18 Ocak 2012 Çarşamba

Kuskus

Bir şeylere atarlanıp da buraya yazmayalı uzun zaman olmuş amına koyim.

17 Ocak... Finallerimin bittiği gün. Bitti lan... Şimdi ver elini yarı yıl tatili... Evde geçireceğim 30 gün...

Ulan siz de bilirsiniz bunu, kaç kere yazmışımdır. Evde geçirdiğim tatillerin ne kadar stresli olduğunu. Acaba dükkana nöbetçilik yapmak zorunda kaç kere kalacağım bu 30 gün içerisinde.

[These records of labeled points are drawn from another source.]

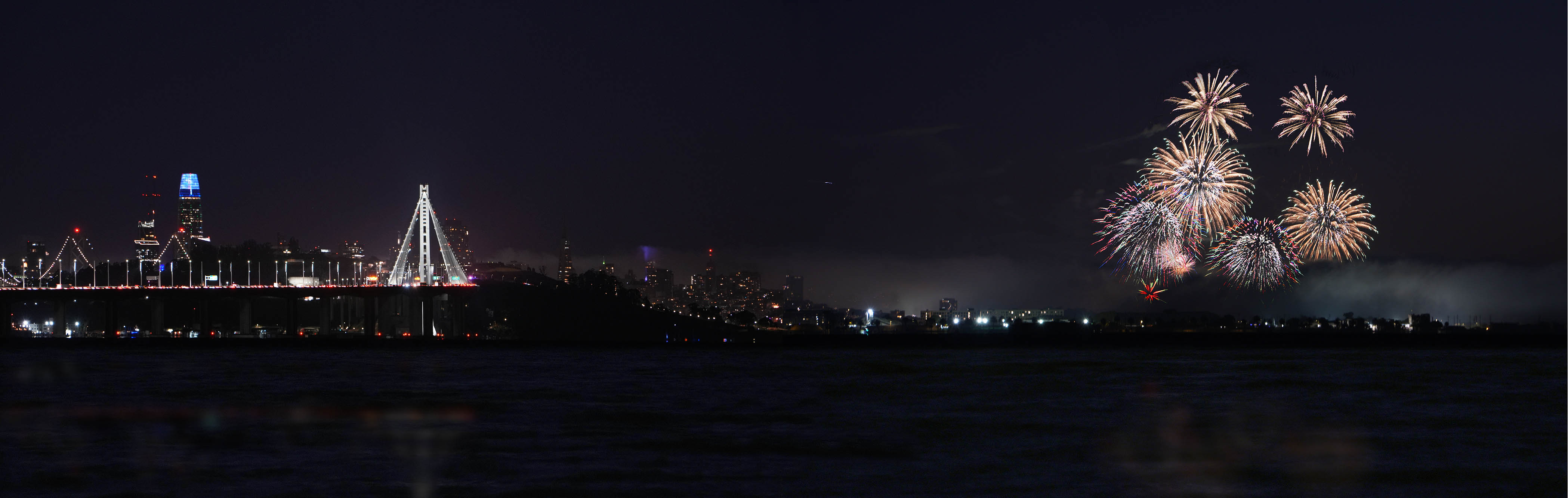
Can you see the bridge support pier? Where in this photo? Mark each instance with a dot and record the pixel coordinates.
(60, 319)
(247, 325)
(372, 317)
(206, 319)
(291, 317)
(110, 319)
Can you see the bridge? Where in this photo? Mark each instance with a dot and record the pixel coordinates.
(414, 298)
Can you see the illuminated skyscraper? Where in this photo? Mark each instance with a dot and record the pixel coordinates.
(564, 270)
(148, 240)
(711, 275)
(459, 239)
(190, 207)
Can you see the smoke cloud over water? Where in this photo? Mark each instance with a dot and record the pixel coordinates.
(1490, 292)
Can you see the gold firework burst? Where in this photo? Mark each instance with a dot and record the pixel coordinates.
(1213, 107)
(1315, 115)
(1329, 223)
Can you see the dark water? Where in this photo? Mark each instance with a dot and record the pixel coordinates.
(564, 422)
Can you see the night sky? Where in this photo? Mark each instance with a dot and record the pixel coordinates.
(893, 154)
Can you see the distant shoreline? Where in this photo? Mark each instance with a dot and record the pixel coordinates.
(1090, 340)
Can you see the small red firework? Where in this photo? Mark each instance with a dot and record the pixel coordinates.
(1150, 293)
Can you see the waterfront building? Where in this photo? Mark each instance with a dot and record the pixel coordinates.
(190, 209)
(459, 240)
(564, 268)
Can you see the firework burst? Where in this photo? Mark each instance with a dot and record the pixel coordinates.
(1177, 260)
(1203, 179)
(1150, 293)
(1255, 254)
(1315, 115)
(1329, 223)
(1213, 107)
(1145, 237)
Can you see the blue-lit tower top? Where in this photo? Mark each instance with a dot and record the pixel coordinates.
(190, 189)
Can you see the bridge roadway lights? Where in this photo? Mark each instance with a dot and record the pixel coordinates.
(383, 307)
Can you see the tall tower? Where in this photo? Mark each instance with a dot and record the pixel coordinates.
(424, 273)
(709, 275)
(146, 245)
(564, 268)
(190, 207)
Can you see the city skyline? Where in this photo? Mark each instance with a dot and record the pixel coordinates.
(953, 168)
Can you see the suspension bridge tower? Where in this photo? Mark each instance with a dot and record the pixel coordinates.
(407, 272)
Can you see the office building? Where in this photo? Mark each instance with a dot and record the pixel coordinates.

Bir de bu 30 günün son 10 günü var... Ders seçim dönemi. Tam amına koymalık stres.

Neyse, bu gece dönemin bitişini kutladık. Pek bir kutlama olmadı sanki. Kusana kadar rakı içtim. Gerçekten de kustum. Utanç verici ama güzel. 2. kusuşumun ardından uyuyabilmişim. Batırdığım bazı yerleri temizlemek için şu saatlerde dehşetle uyandım lakin sağolsun arkadaşlarım temizlemişler. Anonim tutuyolar şimdilik, kim temizledi bilmiyorum. Ama öğrenicem.

Neyse blog. Eve gideyim, sana da bir şeyler karalayacağım. Kal sağlıcakla.